Woodson's not the only
person in the organization who appears thoroughly satisfied with winning 37 games and getting blown out 4 times by the Celtics in the first round of the playoffs. In his case, that’s understandable on one level as it was enough to get him a second contract to coach the Hawks. I just wish he wouldn’t talk about it as a successful year so much. It’s discouraging.
It should also be said that Woodson was not responsible for Billy Knight’s player personnel mistakes. Still, there was enough talent on hand last year to win at least 41 games, in my opinion, had the head coach recognized that Josh Childress should have played more than Marvin Williams, Al Horford could commit 6 fouls before being disqualified, Josh Smith should never be allowed, much less encouraged, to shoot a jump shot, and the team was best-suited to an up-tempo offense.
Re-signing Woodson is just a manifestation of the overriding problem: ownership. They’re cheap and they lack ambition and I’m skeptical that either of those faults will disappear when one faction wins complete control of the team.
you know i don't like woodson
but continually describing the boston series as “four blow out losses” is a revisionist look at the series for the sake of hating on woodson. That series, with its fans, the players ability to finish games against the nba championships, the playoff experience, the ability to push the series to seven games when it was suppose to be simply those four blowout losses speaks a lot to the sucess that woodson talks about.
you owe us
19 reasons to be excited about the upcoming season.
p.s. I’d be on board much more if Woodson referred to last season as “progress” which it indisputably was.

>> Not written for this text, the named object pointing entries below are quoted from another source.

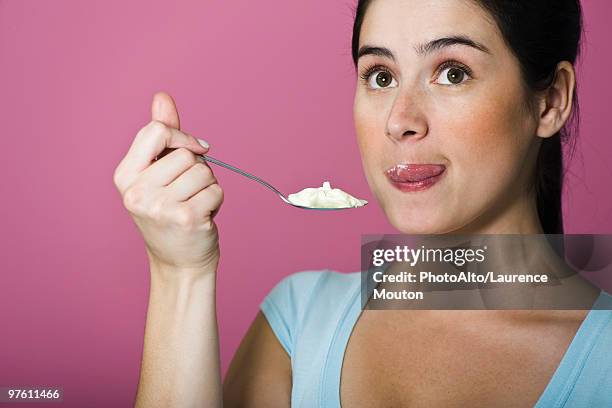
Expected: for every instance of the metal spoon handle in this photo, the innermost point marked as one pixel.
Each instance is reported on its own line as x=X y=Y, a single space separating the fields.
x=244 y=173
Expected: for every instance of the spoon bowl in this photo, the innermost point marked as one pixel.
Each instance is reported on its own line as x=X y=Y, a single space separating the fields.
x=268 y=185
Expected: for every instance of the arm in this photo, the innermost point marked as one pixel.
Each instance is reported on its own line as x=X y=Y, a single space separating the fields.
x=173 y=199
x=260 y=372
x=180 y=364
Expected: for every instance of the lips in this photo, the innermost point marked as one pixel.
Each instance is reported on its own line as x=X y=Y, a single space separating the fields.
x=413 y=173
x=412 y=178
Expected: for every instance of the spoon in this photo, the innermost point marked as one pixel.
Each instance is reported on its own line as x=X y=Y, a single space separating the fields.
x=260 y=181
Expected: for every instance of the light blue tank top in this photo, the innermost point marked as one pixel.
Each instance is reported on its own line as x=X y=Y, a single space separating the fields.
x=313 y=313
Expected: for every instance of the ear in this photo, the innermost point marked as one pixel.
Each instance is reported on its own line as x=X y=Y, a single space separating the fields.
x=555 y=104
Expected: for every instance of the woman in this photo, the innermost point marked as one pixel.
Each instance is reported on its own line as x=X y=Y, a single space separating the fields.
x=474 y=94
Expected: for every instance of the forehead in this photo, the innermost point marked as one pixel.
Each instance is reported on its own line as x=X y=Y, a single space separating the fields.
x=401 y=24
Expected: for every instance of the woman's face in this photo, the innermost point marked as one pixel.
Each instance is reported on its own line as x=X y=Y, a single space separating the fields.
x=443 y=94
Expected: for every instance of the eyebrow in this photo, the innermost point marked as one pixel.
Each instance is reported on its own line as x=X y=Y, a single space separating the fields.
x=423 y=49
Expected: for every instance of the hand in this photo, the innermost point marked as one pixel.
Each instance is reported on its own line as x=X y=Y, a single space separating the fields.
x=172 y=199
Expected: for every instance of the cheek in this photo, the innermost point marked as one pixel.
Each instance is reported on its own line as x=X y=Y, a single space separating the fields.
x=369 y=129
x=488 y=142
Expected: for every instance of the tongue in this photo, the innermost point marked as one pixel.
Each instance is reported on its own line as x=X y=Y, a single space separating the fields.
x=418 y=173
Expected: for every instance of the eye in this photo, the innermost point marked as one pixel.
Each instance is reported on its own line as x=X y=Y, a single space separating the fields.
x=378 y=77
x=453 y=73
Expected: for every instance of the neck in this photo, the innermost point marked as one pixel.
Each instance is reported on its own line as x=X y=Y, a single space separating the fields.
x=518 y=215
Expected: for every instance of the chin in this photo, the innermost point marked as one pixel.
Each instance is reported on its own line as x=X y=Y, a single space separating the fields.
x=416 y=221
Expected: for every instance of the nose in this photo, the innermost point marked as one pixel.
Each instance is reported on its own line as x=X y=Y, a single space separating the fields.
x=406 y=120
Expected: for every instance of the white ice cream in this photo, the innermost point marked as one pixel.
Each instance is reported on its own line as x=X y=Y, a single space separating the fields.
x=325 y=197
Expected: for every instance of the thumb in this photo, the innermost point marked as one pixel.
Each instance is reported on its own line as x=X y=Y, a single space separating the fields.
x=163 y=109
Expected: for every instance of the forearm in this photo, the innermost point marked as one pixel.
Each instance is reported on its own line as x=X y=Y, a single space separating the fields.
x=180 y=366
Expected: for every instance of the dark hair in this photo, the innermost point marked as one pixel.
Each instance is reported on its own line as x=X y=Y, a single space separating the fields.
x=540 y=33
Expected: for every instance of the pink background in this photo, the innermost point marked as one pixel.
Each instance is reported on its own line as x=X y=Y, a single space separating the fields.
x=270 y=86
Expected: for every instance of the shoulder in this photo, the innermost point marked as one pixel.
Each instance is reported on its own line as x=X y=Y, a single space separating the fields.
x=302 y=295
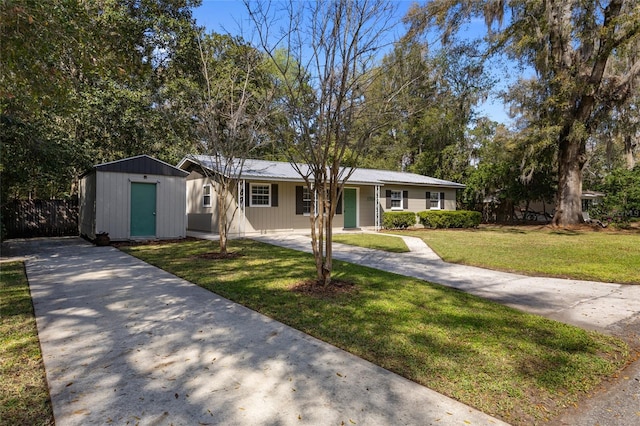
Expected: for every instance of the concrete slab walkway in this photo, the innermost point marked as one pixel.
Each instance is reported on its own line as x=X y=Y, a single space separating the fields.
x=127 y=343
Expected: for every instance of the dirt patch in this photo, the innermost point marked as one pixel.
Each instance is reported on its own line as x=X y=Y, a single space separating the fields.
x=314 y=289
x=133 y=243
x=213 y=255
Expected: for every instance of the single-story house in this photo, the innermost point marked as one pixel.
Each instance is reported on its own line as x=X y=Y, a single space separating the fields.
x=274 y=197
x=134 y=198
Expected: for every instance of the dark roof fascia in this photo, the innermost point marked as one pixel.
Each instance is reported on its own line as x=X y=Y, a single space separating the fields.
x=149 y=164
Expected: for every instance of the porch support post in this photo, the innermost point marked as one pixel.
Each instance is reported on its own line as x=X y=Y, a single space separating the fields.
x=377 y=209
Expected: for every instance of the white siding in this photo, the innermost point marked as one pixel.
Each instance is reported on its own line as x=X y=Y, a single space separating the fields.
x=113 y=204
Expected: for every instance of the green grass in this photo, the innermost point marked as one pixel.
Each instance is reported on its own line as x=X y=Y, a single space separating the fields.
x=373 y=241
x=586 y=255
x=24 y=395
x=517 y=366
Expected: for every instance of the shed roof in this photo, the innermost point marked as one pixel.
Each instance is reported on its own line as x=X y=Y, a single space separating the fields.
x=284 y=171
x=141 y=164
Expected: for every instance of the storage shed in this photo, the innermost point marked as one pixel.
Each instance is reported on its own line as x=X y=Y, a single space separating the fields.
x=134 y=198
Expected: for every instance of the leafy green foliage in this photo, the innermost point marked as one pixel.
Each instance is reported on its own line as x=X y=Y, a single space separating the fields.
x=576 y=87
x=398 y=220
x=450 y=219
x=83 y=83
x=622 y=196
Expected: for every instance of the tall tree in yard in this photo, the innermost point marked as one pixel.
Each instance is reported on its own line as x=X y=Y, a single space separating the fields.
x=231 y=106
x=586 y=57
x=331 y=56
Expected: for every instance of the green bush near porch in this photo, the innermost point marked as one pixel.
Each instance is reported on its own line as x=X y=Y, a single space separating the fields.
x=450 y=219
x=398 y=220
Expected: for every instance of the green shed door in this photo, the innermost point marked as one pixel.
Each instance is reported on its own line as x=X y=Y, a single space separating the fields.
x=143 y=209
x=350 y=208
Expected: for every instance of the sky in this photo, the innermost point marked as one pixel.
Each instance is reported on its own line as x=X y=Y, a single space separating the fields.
x=230 y=16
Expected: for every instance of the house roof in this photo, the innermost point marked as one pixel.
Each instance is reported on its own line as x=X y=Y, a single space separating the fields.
x=141 y=164
x=284 y=171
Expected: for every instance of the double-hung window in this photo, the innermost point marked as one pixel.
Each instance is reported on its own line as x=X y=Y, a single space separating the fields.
x=434 y=200
x=306 y=200
x=260 y=195
x=396 y=200
x=206 y=196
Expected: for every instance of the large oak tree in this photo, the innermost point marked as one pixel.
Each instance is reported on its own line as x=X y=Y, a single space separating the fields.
x=585 y=54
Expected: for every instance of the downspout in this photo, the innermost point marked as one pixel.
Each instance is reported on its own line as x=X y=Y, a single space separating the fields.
x=377 y=209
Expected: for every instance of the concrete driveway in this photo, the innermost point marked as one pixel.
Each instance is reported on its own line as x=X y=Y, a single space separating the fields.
x=124 y=342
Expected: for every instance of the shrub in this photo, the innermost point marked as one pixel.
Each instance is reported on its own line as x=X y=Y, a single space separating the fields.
x=450 y=219
x=398 y=220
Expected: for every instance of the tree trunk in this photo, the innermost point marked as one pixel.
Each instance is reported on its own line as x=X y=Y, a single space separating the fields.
x=571 y=159
x=629 y=145
x=222 y=222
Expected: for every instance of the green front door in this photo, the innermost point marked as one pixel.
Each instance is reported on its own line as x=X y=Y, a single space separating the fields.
x=143 y=209
x=350 y=208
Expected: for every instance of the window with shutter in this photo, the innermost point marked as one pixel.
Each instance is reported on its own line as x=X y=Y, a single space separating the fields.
x=396 y=200
x=434 y=201
x=260 y=195
x=206 y=196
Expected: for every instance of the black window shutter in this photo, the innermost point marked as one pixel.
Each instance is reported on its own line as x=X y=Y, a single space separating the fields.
x=274 y=195
x=299 y=202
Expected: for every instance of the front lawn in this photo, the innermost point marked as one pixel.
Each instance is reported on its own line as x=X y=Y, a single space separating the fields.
x=607 y=256
x=373 y=241
x=516 y=366
x=24 y=395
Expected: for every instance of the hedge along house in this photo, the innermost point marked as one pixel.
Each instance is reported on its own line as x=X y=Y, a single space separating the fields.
x=134 y=198
x=272 y=197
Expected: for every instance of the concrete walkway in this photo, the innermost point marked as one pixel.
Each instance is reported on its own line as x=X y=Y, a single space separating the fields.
x=124 y=342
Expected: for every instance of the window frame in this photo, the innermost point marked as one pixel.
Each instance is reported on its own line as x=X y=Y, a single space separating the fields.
x=397 y=199
x=251 y=194
x=205 y=195
x=436 y=200
x=306 y=208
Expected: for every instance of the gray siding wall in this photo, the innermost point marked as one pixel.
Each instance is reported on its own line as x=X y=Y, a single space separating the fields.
x=87 y=213
x=284 y=217
x=417 y=201
x=113 y=204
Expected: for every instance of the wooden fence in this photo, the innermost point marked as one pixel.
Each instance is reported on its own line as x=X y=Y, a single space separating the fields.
x=40 y=218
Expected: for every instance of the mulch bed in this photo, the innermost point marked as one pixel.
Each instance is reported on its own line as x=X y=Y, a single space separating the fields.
x=334 y=289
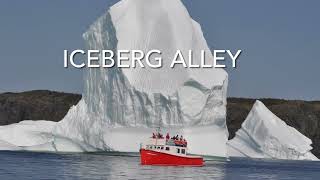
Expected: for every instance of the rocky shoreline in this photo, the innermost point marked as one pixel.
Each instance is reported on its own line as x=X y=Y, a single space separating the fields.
x=53 y=106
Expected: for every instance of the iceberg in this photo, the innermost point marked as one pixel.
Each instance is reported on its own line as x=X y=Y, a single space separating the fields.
x=264 y=135
x=123 y=106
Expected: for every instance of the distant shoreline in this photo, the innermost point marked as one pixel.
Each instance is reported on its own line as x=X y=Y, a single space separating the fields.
x=53 y=106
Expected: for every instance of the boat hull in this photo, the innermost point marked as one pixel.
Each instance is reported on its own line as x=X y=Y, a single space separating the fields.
x=149 y=157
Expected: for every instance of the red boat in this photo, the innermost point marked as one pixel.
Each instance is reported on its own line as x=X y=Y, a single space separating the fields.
x=167 y=151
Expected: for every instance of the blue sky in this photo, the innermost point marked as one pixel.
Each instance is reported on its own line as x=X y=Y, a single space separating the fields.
x=280 y=42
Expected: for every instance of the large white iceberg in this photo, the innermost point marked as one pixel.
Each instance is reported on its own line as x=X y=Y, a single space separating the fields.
x=264 y=135
x=121 y=107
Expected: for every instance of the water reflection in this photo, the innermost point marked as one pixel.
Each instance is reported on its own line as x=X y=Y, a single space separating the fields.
x=26 y=165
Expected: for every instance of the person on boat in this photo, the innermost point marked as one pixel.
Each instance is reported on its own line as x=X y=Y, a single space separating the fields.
x=167 y=137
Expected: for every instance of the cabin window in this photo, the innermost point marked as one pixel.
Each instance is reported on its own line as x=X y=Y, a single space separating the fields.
x=183 y=151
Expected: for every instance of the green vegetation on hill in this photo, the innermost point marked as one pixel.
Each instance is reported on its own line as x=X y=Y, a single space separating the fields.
x=53 y=106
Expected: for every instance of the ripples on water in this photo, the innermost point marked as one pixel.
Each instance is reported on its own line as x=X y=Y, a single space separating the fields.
x=27 y=165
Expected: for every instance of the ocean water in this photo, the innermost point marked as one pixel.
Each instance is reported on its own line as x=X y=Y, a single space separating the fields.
x=28 y=165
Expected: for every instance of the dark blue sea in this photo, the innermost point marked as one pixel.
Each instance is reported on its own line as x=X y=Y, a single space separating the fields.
x=28 y=165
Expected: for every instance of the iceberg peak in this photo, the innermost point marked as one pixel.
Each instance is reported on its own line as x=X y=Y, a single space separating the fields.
x=264 y=135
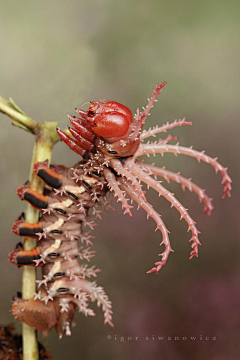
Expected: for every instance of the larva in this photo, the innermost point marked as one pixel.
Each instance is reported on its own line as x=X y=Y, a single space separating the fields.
x=111 y=142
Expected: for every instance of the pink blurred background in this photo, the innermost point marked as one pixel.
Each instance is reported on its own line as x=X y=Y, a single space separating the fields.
x=56 y=56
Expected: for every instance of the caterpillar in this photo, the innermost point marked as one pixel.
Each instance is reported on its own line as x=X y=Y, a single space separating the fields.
x=111 y=143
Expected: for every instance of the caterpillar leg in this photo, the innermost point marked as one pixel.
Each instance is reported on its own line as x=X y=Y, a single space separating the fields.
x=20 y=257
x=36 y=314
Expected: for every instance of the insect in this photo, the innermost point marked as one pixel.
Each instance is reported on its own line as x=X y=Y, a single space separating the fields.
x=111 y=142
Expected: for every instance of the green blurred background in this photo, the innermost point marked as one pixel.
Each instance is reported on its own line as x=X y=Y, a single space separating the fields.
x=56 y=56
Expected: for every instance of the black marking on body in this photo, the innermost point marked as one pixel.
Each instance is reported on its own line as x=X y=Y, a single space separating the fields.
x=73 y=196
x=27 y=260
x=56 y=231
x=113 y=171
x=60 y=211
x=48 y=179
x=59 y=274
x=38 y=203
x=96 y=174
x=32 y=232
x=124 y=159
x=62 y=290
x=85 y=183
x=54 y=255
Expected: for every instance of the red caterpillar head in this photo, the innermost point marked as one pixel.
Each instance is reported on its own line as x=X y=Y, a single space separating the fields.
x=108 y=119
x=108 y=127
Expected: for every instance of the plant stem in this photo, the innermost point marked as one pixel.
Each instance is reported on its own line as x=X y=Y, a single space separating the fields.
x=42 y=150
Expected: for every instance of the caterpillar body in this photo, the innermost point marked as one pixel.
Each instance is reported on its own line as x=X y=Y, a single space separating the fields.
x=110 y=142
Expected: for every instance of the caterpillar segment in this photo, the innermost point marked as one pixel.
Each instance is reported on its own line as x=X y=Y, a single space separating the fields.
x=60 y=255
x=111 y=142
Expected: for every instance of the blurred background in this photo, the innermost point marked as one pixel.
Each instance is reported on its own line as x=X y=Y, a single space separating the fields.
x=56 y=56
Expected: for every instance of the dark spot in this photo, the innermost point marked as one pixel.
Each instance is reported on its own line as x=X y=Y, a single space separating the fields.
x=22 y=216
x=91 y=113
x=53 y=255
x=56 y=231
x=113 y=171
x=61 y=211
x=123 y=159
x=96 y=173
x=87 y=185
x=19 y=246
x=58 y=274
x=73 y=196
x=62 y=290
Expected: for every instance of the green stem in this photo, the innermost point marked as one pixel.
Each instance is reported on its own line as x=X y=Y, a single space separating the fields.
x=46 y=138
x=20 y=119
x=42 y=150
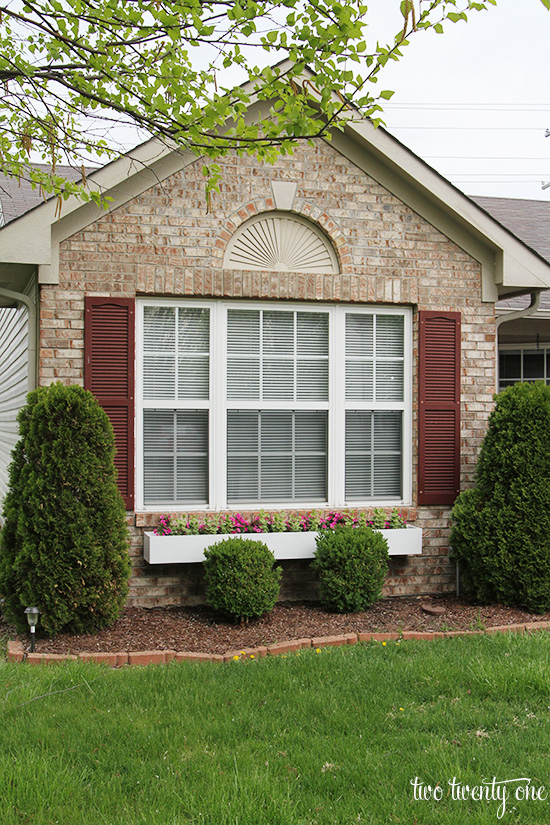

I don’t know if it’s entirely revisionist history. It sure was exciting at the time, and of course we all had high hopes going into game 7 that the Hawks wouldn’t come out looking, well, exactly like they did. But the overall series reflected Boston’s domination, even if the Hawks did come out with a fire at home.
The four games that took place in Boston were so uncompetitive as to be barely watchable. I think game 5 was the only one that was remotely interesting, when the Hawks managed to close the deficit at the start of the third quarter, but still managed to lose by 25.
Game seven was so poor that the fact that the Hawks were in the playoffs for the first time in 10 years wasn’t enough to keep me watching through the end of three quarters. I didn’t know the final score until the following morning.